Although I prefer OAuth 2.0, and have implemented a 2.0 authorization server and contributed to the spec, I'm not able to say that one is better than the other. I do believe that 2.0 is easier to work with.
As a useful protocol, OAuth 1.0 is not obsolete or irrelevant. As of version 1.0a (RFC 5849 is 1.0a), I know of no vulnerabilities that make it less secure than 2.0, and in fact it is arguably more secure by default. 1.0 is just as capable of handling most use cases.
OAuth 2.0 is incompatible with OAuth 1.0; it is a completely new protocol. The design decisions that drove development of 2.0 were not rooted in flaws of 1.0, per se, but rather 2.0 was borne out of a desire to make OAuth simpler to implement, and more elegant for use cases that were hard for 1.0 (such as native apps).
Some differences which may be worth noting:
2.0 relies on the security provided by TLS encrypted connections. 1.0 does not require TLS, and as a result the protocol is more complicated because it has to include its own defenses against man-in-the-middle attacks. For example, 1.0 relies on signed requests to access protected resources, whereas 2.0 offers a much simpler Bearer access token type.
2.0 splits the OAuth server into two conceptual roles: (1) authorization server and (2) resource server. This separation of concerns fits naturally with enterprises where authorization concerns are spread across many servers responsible for different types of resources.
2.0 distinguishes between confidential and public clients. Public clients are those that run on user devices, and therefore they cannot reliably keep secrets (hard-coded, embedded credentials). Distinguishing between confidential and public clients makes it easier to make secure implementation decisions that suit the needs of client application developers.
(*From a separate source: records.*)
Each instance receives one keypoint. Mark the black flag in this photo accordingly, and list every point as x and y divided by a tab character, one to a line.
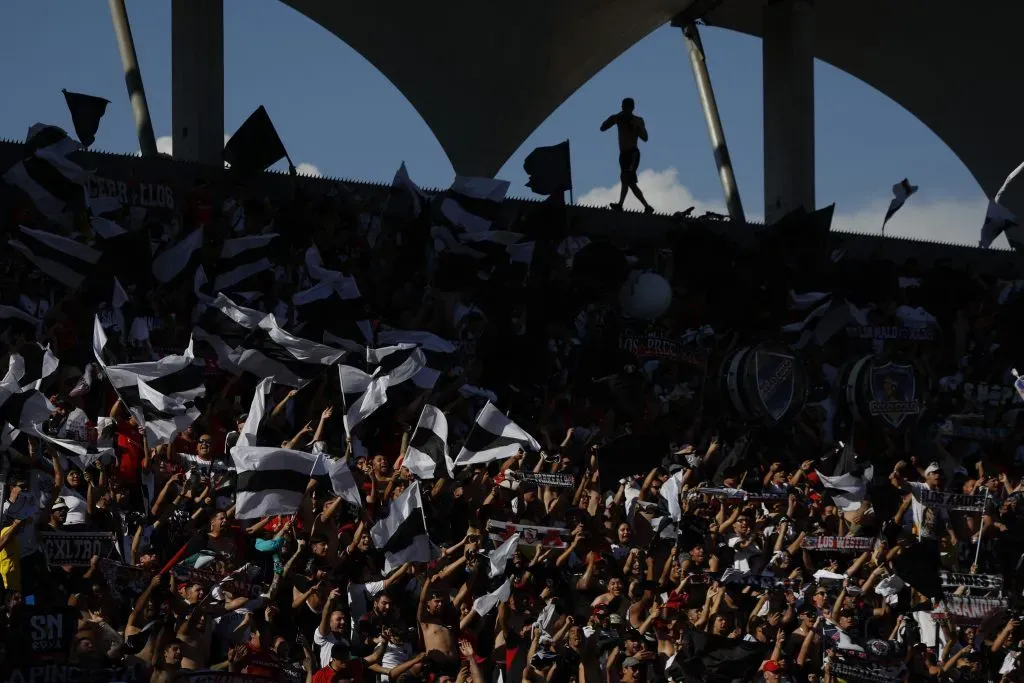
549	169
86	111
255	145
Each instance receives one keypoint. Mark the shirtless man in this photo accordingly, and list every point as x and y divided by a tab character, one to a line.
631	129
436	624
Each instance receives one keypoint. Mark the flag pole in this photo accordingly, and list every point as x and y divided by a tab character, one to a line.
133	78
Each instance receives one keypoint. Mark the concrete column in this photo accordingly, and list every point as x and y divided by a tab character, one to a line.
788	107
198	80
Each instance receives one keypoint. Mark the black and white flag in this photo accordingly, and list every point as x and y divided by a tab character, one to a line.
65	260
901	193
473	204
401	536
427	456
163	417
437	352
175	376
400	363
848	491
361	394
336	474
242	259
23	409
827	319
494	436
53	183
180	258
270	481
269	351
31	366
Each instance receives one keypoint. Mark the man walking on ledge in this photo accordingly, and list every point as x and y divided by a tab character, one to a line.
631	128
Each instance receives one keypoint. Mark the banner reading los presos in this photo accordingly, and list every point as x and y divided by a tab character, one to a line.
75	548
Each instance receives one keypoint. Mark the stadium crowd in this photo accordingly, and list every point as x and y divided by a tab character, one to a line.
626	522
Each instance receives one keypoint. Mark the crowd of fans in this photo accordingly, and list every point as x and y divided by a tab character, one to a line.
701	553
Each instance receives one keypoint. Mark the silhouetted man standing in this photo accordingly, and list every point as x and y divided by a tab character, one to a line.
631	129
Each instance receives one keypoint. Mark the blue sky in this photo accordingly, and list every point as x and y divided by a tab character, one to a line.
336	112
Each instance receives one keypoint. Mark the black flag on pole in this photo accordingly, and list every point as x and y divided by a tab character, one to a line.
549	169
86	111
255	145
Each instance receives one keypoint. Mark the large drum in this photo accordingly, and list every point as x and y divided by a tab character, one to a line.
883	389
764	383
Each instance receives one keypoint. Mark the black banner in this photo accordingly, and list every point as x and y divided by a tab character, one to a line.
75	548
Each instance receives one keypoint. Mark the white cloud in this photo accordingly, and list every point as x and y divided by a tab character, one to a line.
938	220
305	168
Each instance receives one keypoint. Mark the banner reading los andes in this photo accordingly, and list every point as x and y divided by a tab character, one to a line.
884	390
546	537
764	383
949	500
984	581
146	195
75	548
838	544
72	674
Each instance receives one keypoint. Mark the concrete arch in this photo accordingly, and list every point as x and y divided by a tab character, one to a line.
483	75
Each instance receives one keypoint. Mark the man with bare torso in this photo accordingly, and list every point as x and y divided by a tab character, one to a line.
631	129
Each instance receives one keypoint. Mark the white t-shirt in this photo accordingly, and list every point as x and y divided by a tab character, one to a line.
78	506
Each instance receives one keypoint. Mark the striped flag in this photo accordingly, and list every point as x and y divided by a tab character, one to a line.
437	352
427	456
269	351
335	473
473	204
270	481
901	193
60	258
361	394
53	183
243	259
494	436
401	536
180	258
23	409
175	376
31	366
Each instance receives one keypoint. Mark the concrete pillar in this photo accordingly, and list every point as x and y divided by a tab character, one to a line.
198	80
788	107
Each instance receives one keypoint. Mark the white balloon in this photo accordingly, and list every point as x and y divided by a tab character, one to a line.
645	295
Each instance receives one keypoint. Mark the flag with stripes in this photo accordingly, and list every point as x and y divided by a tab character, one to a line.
901	193
222	327
848	491
401	536
827	319
15	323
163	417
494	436
242	260
57	257
334	310
181	258
31	366
438	353
335	474
400	363
23	409
269	351
270	481
361	394
473	204
427	456
175	376
52	182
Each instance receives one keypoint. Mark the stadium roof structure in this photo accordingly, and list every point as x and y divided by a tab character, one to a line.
485	74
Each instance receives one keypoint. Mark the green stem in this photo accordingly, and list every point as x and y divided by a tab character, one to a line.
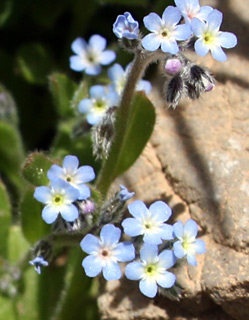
140	63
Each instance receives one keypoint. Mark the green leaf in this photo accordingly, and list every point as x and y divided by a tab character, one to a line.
62	89
35	63
5	220
130	142
35	168
11	155
34	228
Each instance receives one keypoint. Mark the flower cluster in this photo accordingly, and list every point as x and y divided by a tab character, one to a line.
151	267
67	185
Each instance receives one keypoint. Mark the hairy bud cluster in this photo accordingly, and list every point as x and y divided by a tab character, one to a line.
185	79
102	134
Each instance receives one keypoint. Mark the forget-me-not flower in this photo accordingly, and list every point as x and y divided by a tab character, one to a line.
90	56
75	176
105	253
191	9
59	198
149	222
38	262
151	270
165	31
210	38
118	78
100	100
126	27
187	245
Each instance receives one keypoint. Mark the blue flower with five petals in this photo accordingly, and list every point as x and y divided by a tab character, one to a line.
151	270
59	198
105	253
126	27
90	56
76	177
165	31
210	38
149	222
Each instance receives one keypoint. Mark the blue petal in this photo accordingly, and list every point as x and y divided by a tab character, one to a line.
93	70
149	252
77	63
138	209
182	32
227	40
112	271
92	266
85	192
214	20
178	229
79	45
90	244
190	229
134	270
169	46
201	48
107	57
166	280
49	214
43	194
85	105
69	212
200	246
166	232
148	287
178	249
54	172
70	163
167	259
84	174
97	92
153	22
110	235
124	252
132	227
97	42
152	238
151	42
171	15
192	260
160	211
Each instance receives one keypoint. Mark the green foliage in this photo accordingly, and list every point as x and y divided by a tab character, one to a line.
35	168
123	155
34	228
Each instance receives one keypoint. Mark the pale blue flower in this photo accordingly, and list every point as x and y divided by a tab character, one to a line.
118	77
100	100
126	27
187	245
90	56
151	270
210	38
165	31
149	222
105	253
75	176
38	262
191	9
59	198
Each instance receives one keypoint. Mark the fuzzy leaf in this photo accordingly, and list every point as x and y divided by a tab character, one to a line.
62	89
33	226
123	155
35	169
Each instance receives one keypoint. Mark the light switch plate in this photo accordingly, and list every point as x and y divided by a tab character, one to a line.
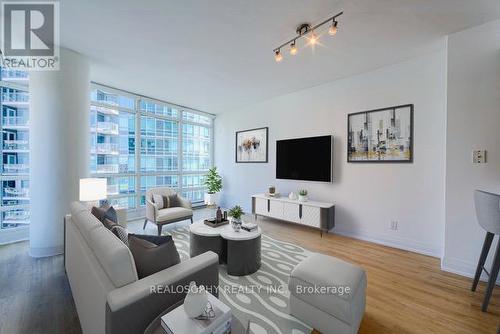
479	156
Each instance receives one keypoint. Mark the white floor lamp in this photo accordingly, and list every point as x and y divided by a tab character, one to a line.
92	190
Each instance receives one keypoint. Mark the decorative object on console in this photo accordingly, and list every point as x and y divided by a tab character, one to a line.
92	190
218	215
236	212
252	145
381	135
196	300
312	213
213	182
302	195
272	190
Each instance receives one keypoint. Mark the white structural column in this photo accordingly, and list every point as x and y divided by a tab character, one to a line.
59	148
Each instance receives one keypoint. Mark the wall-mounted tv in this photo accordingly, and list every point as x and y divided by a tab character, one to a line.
308	159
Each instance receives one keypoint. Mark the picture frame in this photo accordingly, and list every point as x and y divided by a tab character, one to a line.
252	145
381	135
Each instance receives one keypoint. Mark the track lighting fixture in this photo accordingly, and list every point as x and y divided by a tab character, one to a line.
277	56
293	48
309	32
333	28
313	39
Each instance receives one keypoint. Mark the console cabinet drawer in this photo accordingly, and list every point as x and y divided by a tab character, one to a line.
261	206
291	212
311	216
276	209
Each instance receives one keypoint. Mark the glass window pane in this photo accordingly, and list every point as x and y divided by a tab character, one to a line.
159	142
196	118
158	109
14	105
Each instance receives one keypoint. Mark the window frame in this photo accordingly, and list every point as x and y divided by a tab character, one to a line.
139	210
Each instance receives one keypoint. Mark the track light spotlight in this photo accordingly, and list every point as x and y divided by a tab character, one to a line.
293	49
313	40
333	28
278	56
308	31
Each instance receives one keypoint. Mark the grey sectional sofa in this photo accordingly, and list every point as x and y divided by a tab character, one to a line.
108	295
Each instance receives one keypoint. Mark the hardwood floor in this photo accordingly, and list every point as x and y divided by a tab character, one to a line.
407	292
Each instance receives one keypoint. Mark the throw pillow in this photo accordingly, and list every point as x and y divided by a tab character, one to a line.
158	200
152	253
171	201
121	233
106	215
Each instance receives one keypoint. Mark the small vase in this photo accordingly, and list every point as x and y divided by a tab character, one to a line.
196	300
302	198
236	224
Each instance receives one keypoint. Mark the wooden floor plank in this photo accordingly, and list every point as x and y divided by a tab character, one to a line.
406	293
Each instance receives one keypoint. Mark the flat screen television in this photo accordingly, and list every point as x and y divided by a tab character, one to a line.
308	159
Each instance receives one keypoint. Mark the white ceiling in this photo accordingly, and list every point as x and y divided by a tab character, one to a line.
217	56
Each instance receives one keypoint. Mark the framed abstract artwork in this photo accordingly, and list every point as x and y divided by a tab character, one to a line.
252	145
381	135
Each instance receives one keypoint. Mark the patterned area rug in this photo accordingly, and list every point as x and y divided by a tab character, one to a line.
262	297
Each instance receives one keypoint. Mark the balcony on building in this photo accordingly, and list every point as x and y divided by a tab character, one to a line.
16	146
106	128
107	169
15	98
104	110
10	193
113	189
14	76
15	218
15	122
15	169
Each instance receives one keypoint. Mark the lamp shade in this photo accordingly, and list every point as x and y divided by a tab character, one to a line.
93	189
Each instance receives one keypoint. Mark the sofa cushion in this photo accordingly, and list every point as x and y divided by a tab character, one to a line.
114	256
83	219
152	253
171	201
121	233
328	273
159	201
173	213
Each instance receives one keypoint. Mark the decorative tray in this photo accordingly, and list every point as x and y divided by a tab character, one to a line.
213	222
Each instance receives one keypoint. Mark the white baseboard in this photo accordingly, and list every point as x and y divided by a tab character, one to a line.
392	241
462	268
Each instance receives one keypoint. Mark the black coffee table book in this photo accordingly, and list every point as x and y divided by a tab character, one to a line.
213	222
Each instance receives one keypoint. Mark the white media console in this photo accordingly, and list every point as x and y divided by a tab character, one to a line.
315	214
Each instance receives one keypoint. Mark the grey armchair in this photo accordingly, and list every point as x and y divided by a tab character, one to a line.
161	217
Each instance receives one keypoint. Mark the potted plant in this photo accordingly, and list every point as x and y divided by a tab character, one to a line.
235	213
213	182
302	195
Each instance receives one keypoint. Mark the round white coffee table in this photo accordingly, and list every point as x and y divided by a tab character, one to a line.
239	250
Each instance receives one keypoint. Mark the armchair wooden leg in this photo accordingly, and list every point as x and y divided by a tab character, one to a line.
482	259
492	280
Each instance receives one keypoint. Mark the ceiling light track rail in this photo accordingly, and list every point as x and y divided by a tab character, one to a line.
303	30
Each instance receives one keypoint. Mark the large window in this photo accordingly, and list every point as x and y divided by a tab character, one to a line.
14	103
139	143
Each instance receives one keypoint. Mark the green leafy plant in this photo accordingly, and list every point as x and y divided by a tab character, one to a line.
213	181
236	212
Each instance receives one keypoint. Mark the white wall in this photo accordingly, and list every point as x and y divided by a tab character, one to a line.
59	148
473	123
367	196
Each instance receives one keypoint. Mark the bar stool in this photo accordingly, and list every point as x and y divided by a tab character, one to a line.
488	216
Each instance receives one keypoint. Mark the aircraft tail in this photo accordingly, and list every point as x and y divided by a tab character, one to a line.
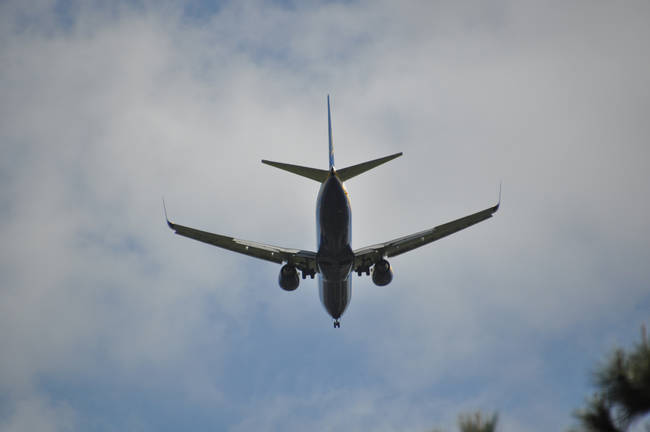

2.0 introduces multiple authorization grant types. Each grant type has its own protocol flow, and these protocol flows make OAuth 2.0 adaptable for multiple use cases and client types.
2.0 makes a great effort to be extensible. Section 8 of the spec makes provisions for defining new access token types, grant types, and protocol parameters. For example, in addition to bearer tokens, work is going into MAC tokens and JWT bearer tokens.
This is subjective, but one might say that OAuth 2.0 tries to be flexible for many use cases, where OAuth 1.0 required developers to fit their use cases into a more rigid framework.